Die Zeiten der drei oder vier Parteien, mit denen nach den Wahlen klare Koalitionen wegen klarer Mehrheiten zu bilden waren, sind vorbei. Nun muss das politische Kräfteparallelogramm neu kalibriert werden. Dabei haben die Parteien unterschiedlich gute Voraussetzungen. Die CDU kann immer noch Wahlen gewinnen; darüber täuscht der lächerliche Anspruch Kochs und Merkels nicht hinweg, wegen eines 0,1-Prozent-Vorsprungs die zweistelligen Verluste vergessen zu machen.
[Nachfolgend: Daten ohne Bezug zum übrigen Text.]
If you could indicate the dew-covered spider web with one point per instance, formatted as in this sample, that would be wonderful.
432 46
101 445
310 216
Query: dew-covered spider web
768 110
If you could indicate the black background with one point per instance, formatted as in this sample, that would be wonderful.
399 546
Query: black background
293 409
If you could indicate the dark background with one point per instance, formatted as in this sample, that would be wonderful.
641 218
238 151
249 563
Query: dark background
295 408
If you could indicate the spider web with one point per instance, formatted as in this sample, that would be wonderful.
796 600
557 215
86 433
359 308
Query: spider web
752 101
Die Union hat aber mit der FDP nicht mehr den Wunschpartner, mit dem sich regieren lässt. Denn es stimmt ja, dass eine Mehrheit des Wahlvolks mehr oder weniger links gestimmt ist, jedenfalls den traditionellen bürgerlichen Parteien nicht zur satten Mehrheit verhilft. Daher hat die SPD nach der Hessen-Wahl mehr Optionen als die CDU. Sie kann im Prinzip sowohl mit der FDP als auch mit den Grünen regieren - nun auch mit der Linken. Dass dies Angela Merkel so gar nicht gefällt, und sie entsprechend vergrätzt reagiert, ist verständlich.
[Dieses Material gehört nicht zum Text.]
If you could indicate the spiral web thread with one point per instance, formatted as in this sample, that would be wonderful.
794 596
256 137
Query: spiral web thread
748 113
In der Westerwelle-FDP haben (noch) die Nein-Sager die Oberhand, also holt sich die SPD bei ihrem Werben um eine Ampelkoalition einen Korb nach dem anderen und lässt sich auf ein würdeloses Spiel ein. Sie signalisiert, die Akzente zurücknehmen zu wollen, die Hermann Scheer, der designierte "Superminister" für Umwelt und Wirtschaft, setzen will, nämlich erneuerbaren Energien zum Durchbruch zu verhelfen und aus der Sackgasse der Atomenergie auszubrechen. Eine derart innovative Politik wäre mit der wirtschaftsliberalen FDP nicht zu machen.
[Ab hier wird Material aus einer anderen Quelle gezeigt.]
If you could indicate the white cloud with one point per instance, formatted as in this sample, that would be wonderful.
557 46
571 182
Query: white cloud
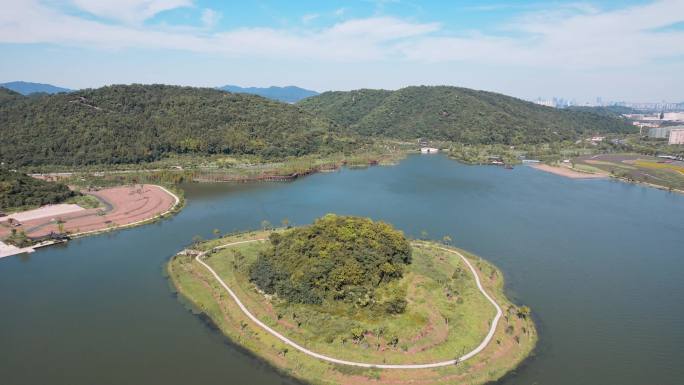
581 38
574 37
129 11
309 17
210 17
Das Programm der Hessen-SPD ließe sich nur mit Grünen und Linken umsetzen, mit niemandem sonst. Doch diese Möglichkeit soll gar nicht erst am Horizont der BRD aufscheinen. Man hofft im Berliner Willy-Brandt-Haus, der Linken durch Missachtung den Strom der Stimmen abgraben zu können. Dies wäre nur dann keine dumme Ranküne, wenn die wahlsoziologische Analyse stimmt, dass im Gegensatz zu den Grünen, die in einem materiell saturierten, ökologisch alarmierten, vergleichsweise stabilen Milieu verankert sind, das Milieu der Linken großteils aus Prekären und Benachteiligten besteht. Kaum stabil, da alle heraus wollen. Also muss man, siehe Hamburger SPD-Parteitag, hoffnungsfrohe Angebote unterbreiten (Hartz IV soft) und viel von sozialer Gerechtigkeit reden, die einst von der Schröder-Clement-SPD am liebsten zum Unwort des Jahres gekürt worden wäre. Diese Verlogenheit ist den jetzigen SPD-Oberen noch immer ins Gesicht geschrieben, was zur Folge hat, dass die Linke auch weiter Wahlerfolge haben wird. Erst recht, wenn es ihr gelingt, sich mit einem realistischen und umsetzbaren Programm zu präsentieren. Schröder scheiterte an der Gerechtigkeitslücke, die er mit der Agenda 2010 aufriss. Beck hat eine Glaubwürdigkeitslücke.
Die Hessen-SPD hat nun unüberlegt die einzige stabile, wenn auch unkonventionelle Koalitionslösung ausgeschlossen. Die FDP galt von Mende bis Lambsdorff als "Umfallerpartei", vielleicht wird sie ihrem Ruf nochmals gerecht. Wenn nicht, hat die SPD das Problem. Große Koalition? Rot-grünes Minderheitskabinett, geduldet durch die FDP? Der Anfang vom Ende. Der Fährmann hätte eine Lösung zu bieten: nicht intransigent auf alten Modellen beharren, sondern transitiv die einzige Koalition anstreben, die in Hessen einigermaßen stabil sein könnte: zwischen SPD, Grünen, Linken. Die Linke kann hier listig aktiv werden und im Landtag sinnvolle Forderungen aus dem SPD-Wahlprogramm als Antrag einbringen. Mal sehen, ob die SPD gegen eigene Versprechen stimmt. Nach der Wahl kommt zwar das Gerangel um die Koalition, doch das politische Kerngeschäft, Frau Ypsilanti, ist das Regieren.